35402 Advies Afdeling advisering Raad van State inzake wijziging van het Wetboek van Strafvordering en de Wet wederzijdse erkenning en tenuitvoerlegging geldelijke sancties en beslissingen tot confiscatie in verband met de uitvoering van Verordening (EU) nr. 2018/1805 van het Europees Parlement en de Raad van 14 november 2018 inzake de wederzijdse erkenning van bevriezingsbevelen en confiscatiebevelen (PbEU 2018, L 303/1)
Wijziging van het Wetboek van Strafvordering en de Wet wederzijdse erkenning en tenuitvoerlegging geldelijke sancties en beslissingen tot confiscatie in verband met de uitvoering van Verordening (EU) nr. 2018/1805 van het Europees Parlement en de Raad van 14 november 2018 inzake de wederzijdse erkenning van bevriezingsbevelen en confiscatiebevelen (PbEU 2018, L 303/1)
Advies Afdeling advisering Raad van State
Nummer: 2020D07860, datum: 2020-02-21, bijgewerkt: 2024-02-19 10:56, versie: 1
Directe link naar document (.docx), link naar pagina op de Tweede Kamer site.
Gerelateerde personen:- Eerste ondertekenaar: Th.C. de Graaf, vicepresident van de Raad van State
Onderdeel van zaak 2020Z03769:
- Indiener: S. Dekker, minister voor Rechtsbescherming
- Medeindiener: F.B.J. Grapperhaus, minister van Justitie en Veiligheid
- Voortouwcommissie: vaste commissie voor Justitie en Veiligheid
- 2020-03-03 15:30: Regeling van werkzaamheden (Regeling van werkzaamheden), TK
- 2020-03-11 14:30: Procedures en brieven (Procedurevergadering), vaste commissie voor Justitie en Veiligheid
- 2020-03-26 14:00: Wijziging van het Wetboek van Strafvordering en de Wet wederzijdse erkenning en tenuitvoerlegging geldelijke sancties en beslissingen tot confiscatie in verband met de uitvoering van Verordening (EU) nr. 2018/1805 van het Europees Parlement en de Raad van 14 november 2018 inzake de wederzijdse erkenning van bevriezingsbevelen en confiscatiebevelen (PbEU 2018, L 303/1) (35402) (Inbreng verslag (wetsvoorstel)), vaste commissie voor Justitie en Veiligheid
- 2020-04-07 12:15: Procedurevergadering (videoconferentie) in verband met behandeling spoedeisende wetsvoorstellen (Procedurevergadering), vaste commissie voor Justitie en Veiligheid
- 2020-05-19 15:30: Regeling van werkzaamheden (Regeling van werkzaamheden), TK
- 2020-06-04 10:00: Procedures en brieven (via videoverbinding) (Procedurevergadering), vaste commissie voor Justitie en Veiligheid
- 2020-06-11 10:15: Hamerstuk: Wijziging van het Wetboek van Strafvordering en de Wet wederzijdse erkenning en tenuitvoerlegging geldelijke sancties en beslissingen tot confiscatie in verband met de uitvoering van Verordening (EU) nr. 2018/1805 van het Europees Parlement en de Raad van 14 november 2018 inzake de wederzijdse erkenning van bevriezingsbevelen en confiscatiebevelen (PbEU 2018, L 303/1) (35402) (Hamerstukken), TK
Preview document (🔗 origineel)
No.W16.19.0316/II 's-Gravenhage, 18 december 2019
...................................................................................

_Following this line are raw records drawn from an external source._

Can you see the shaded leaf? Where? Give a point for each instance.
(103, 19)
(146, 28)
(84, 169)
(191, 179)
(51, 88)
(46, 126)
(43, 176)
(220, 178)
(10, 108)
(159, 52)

Bij Kabinetsmissive van 9 oktober 2019, no.2019002120, heeft Uwe Majesteit, op voordracht van de Minister voor Rechtsbescherming, bij de Afdeling advisering van de Raad van State ter overweging aanhangig gemaakt het voorstel van wet tot wijziging van het Wetboek van Strafvordering en de Wet wederzijdse erkenning en tenuitvoerlegging geldelijke sancties en beslissingen tot confiscatie in verband met de uitvoering van Verordening (EU) nr. 2018/1805 van het Europees Parlement en de Raad van 14 november 2018 inzake de wederzijdse erkenning van bevriezingsbevelen en confiscatiebevelen (PbEU 2018, L 303/1), met memorie van toelichting.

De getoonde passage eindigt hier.